I presume you mean that on both machines a traceroute 8.8.8.8 displayed @No1451:
Tracing route to 8.8.8.8 over a maximum of 30 hops
1 <1 ms <1 ms <1 ms 192.168.0.1
2 * * * Request timed out.
3 * * * Request timed out.
. . .I would check the traceroute (or ping 8.8.8.8 ) is really arriving on the pfSense LAN interface. (Perhaps you have another system on your LAN with IP address 192.168.0.1)
That is what I meant, yes. I have nothing else on the network with the same IP(and I have tried alternative IPs as well to rule that out as a possibility). When running a ping/traceroute there wasn't any reported activity in the log(I was watching firewall).
I'm fairly certain that WAN and LAN are on separate subnets, LAN is on /24 and WAN is entirely handled by DHCP.
My config file: http://dl.dropbox.com/u/9118076/config-pfSense.localdomain-20111010144530.xml
-
Your laptops apparently are using 192.168.0.1 as their gateway. The pfSense LAN interface IP address in the configuration file is 192.168.0.2.
What has IP address 192.168.0.1 and why are your clients routing through it?
I'm fairly certain that WAN and LAN are on separate subnets, LAN is on /24 and WAN is entirely handled by DHCP.
?
WAN having its IP address assigned by DHCP is not sufficient to guarantee it will get an IP address in a different subnet from the subnet you have assigned to LAN.I don't recall you mentioning what you have upstream of the WAN interface. Lots of small routers/modems use 192.168.0.0/24 as their LAN so one of them would assign your WAN interface an IP address on 192.168.0.0/24 which is the same subnet as your LAN. I suggest you check your WAN IP address (Status -> Interfaces) and report it here. If there is a conflict with your LAN subnet I suggest you move your LAN subnet to 192.168.251.0/24 (or something else well away from 192.168.0.0/24) and adjust the DHCP range on the LAN interface accordingly, restart pfSense, connect a client, cold start (fresh start, not 'resume from suspend' or the like) the client (to ensure you completely refresh its network configuration) and then test.
-
It being on 192.168.0.2 was due to a test(to see if there may be something that wasn't showing up on 192.168.0.1 that was conflicting).
24.52.224.193 is the gateway listed under Status–>Interfaces for WAN.
Should it normally be this hard to get pfsense set up to do something as basic as normal router functionality?
-
Should it normally be this hard to get pfsense set up to do something as basic as normal router functionality?
Are you referring to the length of time from your first post to now and that you still don't have it working?

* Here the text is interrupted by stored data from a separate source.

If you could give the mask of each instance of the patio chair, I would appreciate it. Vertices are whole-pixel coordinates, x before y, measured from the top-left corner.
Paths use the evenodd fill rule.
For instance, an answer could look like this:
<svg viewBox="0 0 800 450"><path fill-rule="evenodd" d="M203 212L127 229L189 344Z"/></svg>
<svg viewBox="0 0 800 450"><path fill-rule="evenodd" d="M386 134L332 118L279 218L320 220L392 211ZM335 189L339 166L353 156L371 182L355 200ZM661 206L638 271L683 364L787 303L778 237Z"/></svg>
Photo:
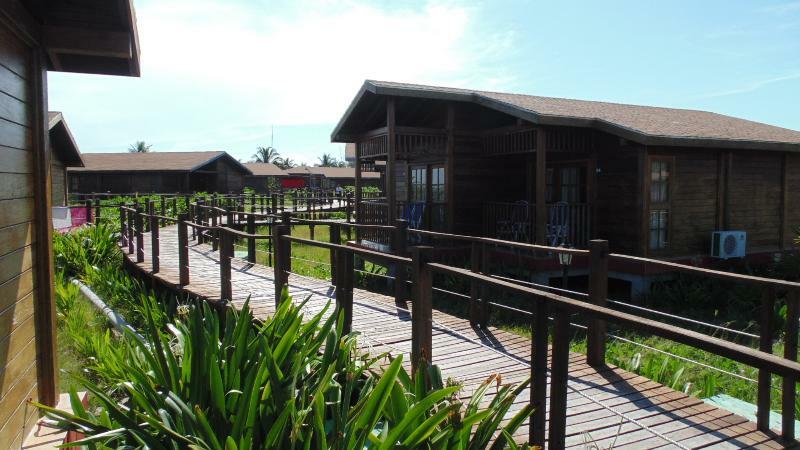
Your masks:
<svg viewBox="0 0 800 450"><path fill-rule="evenodd" d="M525 200L514 202L511 213L505 219L497 220L496 234L498 239L516 242L528 242L530 230L530 207Z"/></svg>
<svg viewBox="0 0 800 450"><path fill-rule="evenodd" d="M551 247L566 245L569 239L569 204L558 202L548 208L545 239Z"/></svg>
<svg viewBox="0 0 800 450"><path fill-rule="evenodd" d="M409 202L403 208L403 217L408 222L408 228L412 230L419 230L422 228L423 220L425 218L425 203L424 202ZM422 241L422 236L418 234L410 234L409 241L411 243L419 243Z"/></svg>

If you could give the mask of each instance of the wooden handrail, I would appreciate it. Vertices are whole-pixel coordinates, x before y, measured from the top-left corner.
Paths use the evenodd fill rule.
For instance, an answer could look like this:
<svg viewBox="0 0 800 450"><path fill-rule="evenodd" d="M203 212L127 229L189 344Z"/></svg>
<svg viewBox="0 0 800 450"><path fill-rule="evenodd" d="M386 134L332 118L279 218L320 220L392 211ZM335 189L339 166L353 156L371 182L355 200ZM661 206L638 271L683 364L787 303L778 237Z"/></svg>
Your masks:
<svg viewBox="0 0 800 450"><path fill-rule="evenodd" d="M321 242L321 241L312 241L311 239L304 239L296 236L286 235L281 236L281 238L288 242L296 242L298 244L306 244L306 245L313 245L316 247L327 248L329 250L345 250L347 252L354 253L359 256L365 256L368 258L375 258L380 261L384 261L390 264L403 264L403 265L410 265L411 258L404 258L402 256L393 255L391 253L383 253L383 252L376 252L375 250L367 250L364 248L359 247L351 247L348 245L337 245L331 244L330 242Z"/></svg>
<svg viewBox="0 0 800 450"><path fill-rule="evenodd" d="M244 239L272 239L272 236L268 234L252 234L246 233L244 231L239 231L230 227L218 227L218 229L224 231L225 233L232 234L234 236L244 238Z"/></svg>

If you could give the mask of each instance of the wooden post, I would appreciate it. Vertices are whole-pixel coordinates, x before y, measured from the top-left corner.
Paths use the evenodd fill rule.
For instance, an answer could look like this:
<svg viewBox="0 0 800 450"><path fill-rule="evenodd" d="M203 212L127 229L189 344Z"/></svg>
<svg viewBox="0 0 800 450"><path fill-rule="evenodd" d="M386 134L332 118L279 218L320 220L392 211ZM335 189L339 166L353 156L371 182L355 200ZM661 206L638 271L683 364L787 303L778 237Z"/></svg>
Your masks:
<svg viewBox="0 0 800 450"><path fill-rule="evenodd" d="M94 223L92 220L92 200L86 200L86 223Z"/></svg>
<svg viewBox="0 0 800 450"><path fill-rule="evenodd" d="M397 256L405 256L408 252L406 248L408 245L408 221L397 219L394 223L392 252ZM406 267L403 264L395 264L394 269L394 301L402 303L408 298Z"/></svg>
<svg viewBox="0 0 800 450"><path fill-rule="evenodd" d="M800 319L800 291L791 289L786 293L786 336L783 343L783 357L797 361L798 320ZM795 399L797 397L797 378L783 377L781 389L781 434L787 442L795 438Z"/></svg>
<svg viewBox="0 0 800 450"><path fill-rule="evenodd" d="M546 348L546 347L545 347ZM553 354L550 368L549 449L561 450L567 436L567 382L569 376L569 313L555 311Z"/></svg>
<svg viewBox="0 0 800 450"><path fill-rule="evenodd" d="M277 194L272 194L272 198L270 198L270 205L271 209L269 211L270 214L278 214L278 196Z"/></svg>
<svg viewBox="0 0 800 450"><path fill-rule="evenodd" d="M313 213L312 213L312 217L313 217ZM313 223L308 224L308 237L312 241L314 240L314 224Z"/></svg>
<svg viewBox="0 0 800 450"><path fill-rule="evenodd" d="M589 241L589 302L606 306L608 299L608 241ZM586 362L592 366L606 363L606 321L589 319L586 330Z"/></svg>
<svg viewBox="0 0 800 450"><path fill-rule="evenodd" d="M136 262L144 262L144 229L142 208L136 208Z"/></svg>
<svg viewBox="0 0 800 450"><path fill-rule="evenodd" d="M455 138L455 121L456 113L453 108L453 103L447 103L447 115L445 117L445 131L447 132L446 142L446 158L445 158L445 200L447 201L447 217L446 226L447 231L453 232L453 221L456 211L456 196L454 195L455 188L455 163L456 163L456 138ZM396 209L396 208L395 208Z"/></svg>
<svg viewBox="0 0 800 450"><path fill-rule="evenodd" d="M217 251L219 249L219 232L217 231L217 225L219 225L217 216L219 216L219 213L215 209L212 209L210 212L211 226L214 227L214 229L211 230L211 250Z"/></svg>
<svg viewBox="0 0 800 450"><path fill-rule="evenodd" d="M331 224L328 227L328 241L331 244L341 245L342 243L342 229L337 224ZM331 282L334 285L337 285L338 277L336 272L336 265L337 265L338 258L336 257L336 250L331 249Z"/></svg>
<svg viewBox="0 0 800 450"><path fill-rule="evenodd" d="M533 415L530 419L528 441L544 448L545 423L547 422L547 346L548 318L547 302L536 299L531 321L531 397Z"/></svg>
<svg viewBox="0 0 800 450"><path fill-rule="evenodd" d="M150 264L152 265L153 273L158 273L161 268L158 220L155 215L150 216Z"/></svg>
<svg viewBox="0 0 800 450"><path fill-rule="evenodd" d="M343 248L335 250L336 307L343 315L342 333L353 329L353 254Z"/></svg>
<svg viewBox="0 0 800 450"><path fill-rule="evenodd" d="M472 248L469 255L470 269L473 273L480 273L481 271L481 244L479 242L472 242ZM470 280L469 282L469 323L474 327L481 323L481 307L478 300L478 292L480 290L480 283L477 280Z"/></svg>
<svg viewBox="0 0 800 450"><path fill-rule="evenodd" d="M160 195L159 197L161 198L161 216L162 217L166 217L167 216L167 200L164 198L163 195ZM167 226L167 222L164 219L161 219L161 226L162 227Z"/></svg>
<svg viewBox="0 0 800 450"><path fill-rule="evenodd" d="M187 214L178 215L178 277L181 286L189 284L189 229Z"/></svg>
<svg viewBox="0 0 800 450"><path fill-rule="evenodd" d="M775 289L769 287L764 290L761 296L761 327L758 349L765 353L772 353L772 334L775 312ZM756 405L756 424L758 429L764 432L769 431L769 412L772 395L772 374L765 369L758 370L758 397Z"/></svg>
<svg viewBox="0 0 800 450"><path fill-rule="evenodd" d="M253 201L255 202L255 200ZM253 208L255 208L255 203ZM252 213L247 215L247 232L256 234L256 216ZM256 240L253 238L247 238L247 262L253 264L256 262Z"/></svg>
<svg viewBox="0 0 800 450"><path fill-rule="evenodd" d="M386 99L386 223L394 223L397 214L397 183L395 181L395 159L397 158L395 99Z"/></svg>
<svg viewBox="0 0 800 450"><path fill-rule="evenodd" d="M411 249L411 273L413 295L411 296L411 372L424 368L433 360L433 313L431 295L433 274L428 262L433 247Z"/></svg>
<svg viewBox="0 0 800 450"><path fill-rule="evenodd" d="M289 211L282 212L281 213L281 223L283 225L286 225L288 227L288 229L289 229L289 231L287 231L286 234L292 234L292 213L290 213ZM291 242L287 242L286 245L289 246L289 250L288 250L287 254L289 256L291 256L291 254L292 254L292 251L291 251L292 244L291 244ZM273 243L273 246L275 246L275 249L276 249L275 251L277 252L277 244ZM286 258L286 271L287 272L291 272L292 271L292 258L291 257Z"/></svg>
<svg viewBox="0 0 800 450"><path fill-rule="evenodd" d="M489 270L491 267L492 262L492 255L489 251L489 246L486 244L481 244L481 273L489 274L491 271ZM486 286L486 283L481 284L480 287L480 294L481 294L481 313L480 313L480 326L481 328L486 328L489 324L489 314L491 310L489 309L489 287Z"/></svg>
<svg viewBox="0 0 800 450"><path fill-rule="evenodd" d="M128 210L128 254L132 255L134 250L134 239L136 236L136 212Z"/></svg>
<svg viewBox="0 0 800 450"><path fill-rule="evenodd" d="M223 302L233 297L231 283L231 258L233 257L233 236L220 228L219 245L219 298Z"/></svg>
<svg viewBox="0 0 800 450"><path fill-rule="evenodd" d="M119 245L125 247L128 245L128 227L126 225L125 218L127 217L127 212L122 209L122 206L119 208Z"/></svg>
<svg viewBox="0 0 800 450"><path fill-rule="evenodd" d="M283 288L289 283L289 261L291 258L291 247L289 242L283 242L281 236L289 234L291 228L288 225L276 225L272 228L272 247L275 249L275 307L281 303Z"/></svg>
<svg viewBox="0 0 800 450"><path fill-rule="evenodd" d="M175 195L172 197L172 216L178 217L178 196Z"/></svg>
<svg viewBox="0 0 800 450"><path fill-rule="evenodd" d="M536 243L545 244L547 228L547 136L544 128L536 129Z"/></svg>

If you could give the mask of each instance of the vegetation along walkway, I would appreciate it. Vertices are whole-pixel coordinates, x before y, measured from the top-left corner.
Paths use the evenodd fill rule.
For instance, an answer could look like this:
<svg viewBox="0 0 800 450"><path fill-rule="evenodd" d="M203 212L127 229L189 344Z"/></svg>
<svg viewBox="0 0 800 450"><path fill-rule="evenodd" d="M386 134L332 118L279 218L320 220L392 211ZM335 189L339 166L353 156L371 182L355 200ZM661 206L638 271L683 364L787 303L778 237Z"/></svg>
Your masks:
<svg viewBox="0 0 800 450"><path fill-rule="evenodd" d="M144 242L149 243L150 237L146 236ZM136 263L134 254L125 252L130 267L176 290L219 301L219 252L208 244L191 242L190 284L179 287L178 227L161 228L159 242L158 273L151 271L149 245L144 246L146 257L141 263ZM256 316L269 315L275 307L273 270L239 258L232 260L231 267L233 305L240 307L249 297ZM309 313L319 312L333 302L334 288L327 280L291 274L288 285L294 301L310 297L306 305ZM409 309L407 304L396 304L392 297L355 289L352 328L361 334L362 351L408 354ZM529 338L493 327L474 328L468 320L436 310L433 349L433 363L445 377L463 384L464 398L491 374L500 374L503 383L519 382L530 374ZM614 366L589 366L585 359L584 355L570 355L566 447L784 447L775 436L757 431L755 423L741 416ZM523 392L511 412L526 404L529 396L527 390ZM527 438L525 425L515 439L524 442Z"/></svg>

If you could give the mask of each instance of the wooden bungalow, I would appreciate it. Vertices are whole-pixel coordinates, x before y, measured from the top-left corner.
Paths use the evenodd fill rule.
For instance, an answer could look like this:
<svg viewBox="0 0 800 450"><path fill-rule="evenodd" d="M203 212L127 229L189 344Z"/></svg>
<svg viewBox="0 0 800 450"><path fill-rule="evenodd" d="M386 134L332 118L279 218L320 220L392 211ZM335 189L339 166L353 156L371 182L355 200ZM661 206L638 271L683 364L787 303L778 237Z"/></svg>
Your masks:
<svg viewBox="0 0 800 450"><path fill-rule="evenodd" d="M50 111L47 115L50 129L50 179L52 180L53 206L67 204L67 167L83 167L83 158L67 121L60 112Z"/></svg>
<svg viewBox="0 0 800 450"><path fill-rule="evenodd" d="M800 132L711 112L366 81L331 140L357 184L387 164L386 202L357 199L381 222L421 204L436 230L663 258L717 230L774 252L800 225Z"/></svg>
<svg viewBox="0 0 800 450"><path fill-rule="evenodd" d="M275 164L252 162L244 163L244 166L252 173L244 177L244 186L256 192L280 189L281 180L289 176Z"/></svg>
<svg viewBox="0 0 800 450"><path fill-rule="evenodd" d="M354 186L356 170L353 167L297 166L286 169L289 178L303 181L303 187L312 189L335 189L337 186ZM362 171L363 186L379 186L381 174L377 170Z"/></svg>
<svg viewBox="0 0 800 450"><path fill-rule="evenodd" d="M87 153L68 170L75 193L238 192L252 175L224 151Z"/></svg>
<svg viewBox="0 0 800 450"><path fill-rule="evenodd" d="M0 448L58 399L48 70L138 76L131 1L0 1Z"/></svg>

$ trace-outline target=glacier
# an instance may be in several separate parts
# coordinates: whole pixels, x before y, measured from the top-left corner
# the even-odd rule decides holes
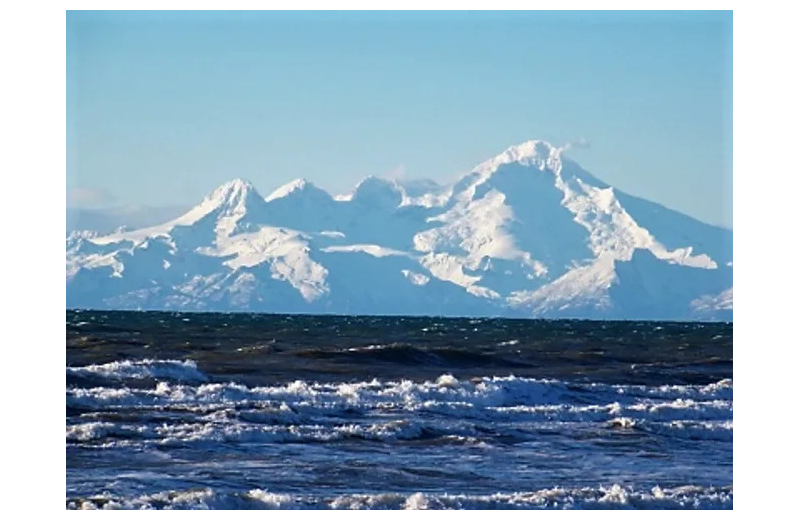
[[[231,180],[183,215],[67,236],[67,307],[733,320],[733,232],[604,183],[568,147],[456,182]]]

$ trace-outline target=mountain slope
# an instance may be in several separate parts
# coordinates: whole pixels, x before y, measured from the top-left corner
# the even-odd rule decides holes
[[[449,186],[228,182],[149,228],[67,238],[71,307],[732,319],[732,232],[543,141]]]
[[[92,230],[100,234],[113,233],[121,227],[150,227],[174,219],[186,212],[186,207],[123,206],[109,209],[67,208],[67,235],[73,231]]]

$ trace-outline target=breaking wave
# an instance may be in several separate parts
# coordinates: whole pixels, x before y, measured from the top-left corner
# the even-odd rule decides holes
[[[598,423],[658,435],[729,440],[732,382],[704,386],[621,386],[484,377],[460,381],[314,383],[276,386],[184,384],[206,376],[191,362],[118,363],[70,368],[105,377],[157,377],[152,388],[68,388],[68,408],[84,422],[67,426],[68,442],[328,442],[450,439],[460,442],[514,423]],[[159,424],[124,425],[126,410],[163,416]],[[166,414],[166,415],[165,415]],[[501,427],[496,427],[499,424]],[[524,439],[524,429],[506,437]]]
[[[732,509],[732,487],[682,486],[635,490],[551,488],[487,495],[362,493],[330,497],[251,489],[221,494],[209,488],[163,491],[135,498],[111,494],[67,499],[67,509]]]
[[[105,379],[167,379],[171,381],[202,382],[208,376],[197,369],[192,360],[112,361],[102,365],[67,367],[67,376],[93,376]]]

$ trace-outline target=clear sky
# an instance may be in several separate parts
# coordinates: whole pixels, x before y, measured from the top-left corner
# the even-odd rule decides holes
[[[69,12],[69,206],[451,181],[528,139],[732,226],[730,12]]]

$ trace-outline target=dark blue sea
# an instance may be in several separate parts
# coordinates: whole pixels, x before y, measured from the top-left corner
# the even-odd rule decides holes
[[[68,509],[730,509],[733,325],[67,311]]]

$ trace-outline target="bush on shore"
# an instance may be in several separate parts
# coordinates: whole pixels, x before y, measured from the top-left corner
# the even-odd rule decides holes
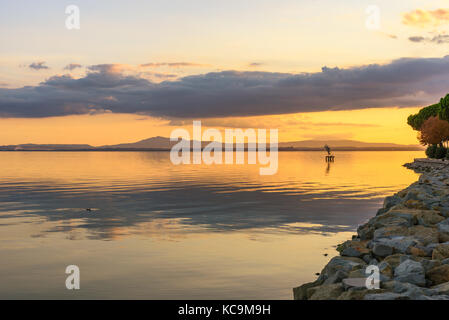
[[[430,159],[435,158],[435,151],[437,150],[436,145],[430,145],[426,149],[426,156]]]
[[[447,149],[445,147],[437,147],[435,149],[435,159],[444,159],[447,154]]]
[[[445,147],[430,145],[426,149],[426,156],[430,159],[449,159],[449,152]]]

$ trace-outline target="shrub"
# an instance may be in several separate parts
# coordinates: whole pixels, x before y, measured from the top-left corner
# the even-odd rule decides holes
[[[436,150],[437,150],[437,146],[435,146],[435,145],[428,146],[426,149],[426,156],[431,159],[435,158]]]
[[[435,149],[435,159],[444,159],[447,154],[447,149],[445,147],[437,147]]]

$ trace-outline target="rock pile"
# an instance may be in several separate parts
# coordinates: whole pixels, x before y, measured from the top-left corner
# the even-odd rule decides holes
[[[449,300],[449,168],[413,163],[419,181],[387,197],[297,300]],[[379,289],[367,289],[369,266]]]

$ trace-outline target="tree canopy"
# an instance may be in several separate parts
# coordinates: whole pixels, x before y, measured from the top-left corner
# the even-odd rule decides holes
[[[446,98],[448,96],[446,96]],[[411,114],[407,118],[407,123],[413,128],[413,130],[419,131],[421,130],[421,126],[427,119],[429,119],[430,117],[435,117],[439,115],[439,113],[440,113],[440,104],[437,103],[421,109],[417,114]]]
[[[449,121],[449,94],[440,100],[440,110],[438,115],[441,120]]]
[[[442,145],[449,140],[449,122],[430,117],[422,124],[418,139],[422,145]]]

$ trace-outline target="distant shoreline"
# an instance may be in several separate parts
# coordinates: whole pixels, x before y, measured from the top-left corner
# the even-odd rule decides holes
[[[201,149],[203,150],[203,149]],[[170,152],[171,149],[158,149],[158,148],[92,148],[92,149],[0,149],[0,151],[5,152]],[[200,151],[190,149],[191,152]],[[234,148],[233,151],[236,151]],[[257,150],[242,150],[245,152],[248,151],[257,151]],[[270,148],[267,148],[267,151],[270,151]],[[308,151],[308,152],[324,152],[322,148],[279,148],[279,152],[297,152],[297,151]],[[424,149],[420,148],[333,148],[332,151],[424,151]],[[224,151],[223,151],[224,152]]]

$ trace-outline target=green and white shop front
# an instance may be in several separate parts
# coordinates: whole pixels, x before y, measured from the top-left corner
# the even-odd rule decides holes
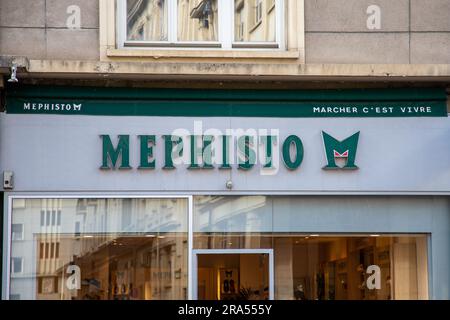
[[[450,298],[445,90],[6,102],[3,299]]]

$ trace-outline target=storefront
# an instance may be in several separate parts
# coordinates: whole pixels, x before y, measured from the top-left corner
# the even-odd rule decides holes
[[[446,99],[11,87],[2,297],[449,299]]]

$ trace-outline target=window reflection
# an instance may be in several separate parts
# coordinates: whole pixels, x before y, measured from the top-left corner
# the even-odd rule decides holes
[[[196,232],[269,232],[272,199],[266,196],[199,196],[195,198]]]
[[[178,41],[218,41],[217,0],[178,0]]]
[[[187,298],[185,199],[27,199],[21,206],[14,202],[13,222],[23,224],[25,231],[23,240],[12,239],[10,296]]]
[[[168,0],[127,0],[127,39],[167,41]]]
[[[428,299],[425,235],[279,235],[274,252],[277,299]]]
[[[234,40],[275,42],[275,0],[234,0]]]
[[[428,235],[314,232],[324,225],[328,229],[342,224],[347,229],[365,226],[372,214],[381,217],[389,212],[392,217],[409,213],[412,207],[429,210],[427,201],[197,196],[194,248],[273,249],[275,299],[428,299]],[[349,217],[353,217],[350,222]]]

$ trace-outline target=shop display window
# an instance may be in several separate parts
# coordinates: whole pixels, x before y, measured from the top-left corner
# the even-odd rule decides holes
[[[10,298],[187,298],[186,199],[14,201]]]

I'm sure it didn't take me anything like that long to get my first pfSense configuration working.
Some things haven't helped. Sometimes there have been long intervals between someone asking for information and you replying. There are probably good reasons for that. I'm just saying those intervals haven't helped.
I asked for the WAN IP address but instead you gave me the IP address of the WAN gateway. Please provide the IP address of the pfSense WAN interface.
I noticed your configuration file still has a gateway on the LAN. This appears unnecessary. The configuration file of my production pfSense has two gateways on the LAN but these correspond to actual gateways for "downstream" networks. The configuration file for my test pfSense has no gateways on LAN and it works fine. I don't know if removing your unnecessary gateway definition will help but in the interests of making the configuration as simple as possible please delete the LANGW gateway through the web GUI, confirm it has gone from the configuration file, reboot pfSense to ensure the running firewall has no hint of the LANGW and retest.
-
Well damn, that was a ridiculously simple fix. Thanks
-
What was the ridiculously simple fix? There were a number of configuration problems.
-
May i make assumption. DHCP was serving .1 address as gateway and pfsense were .2?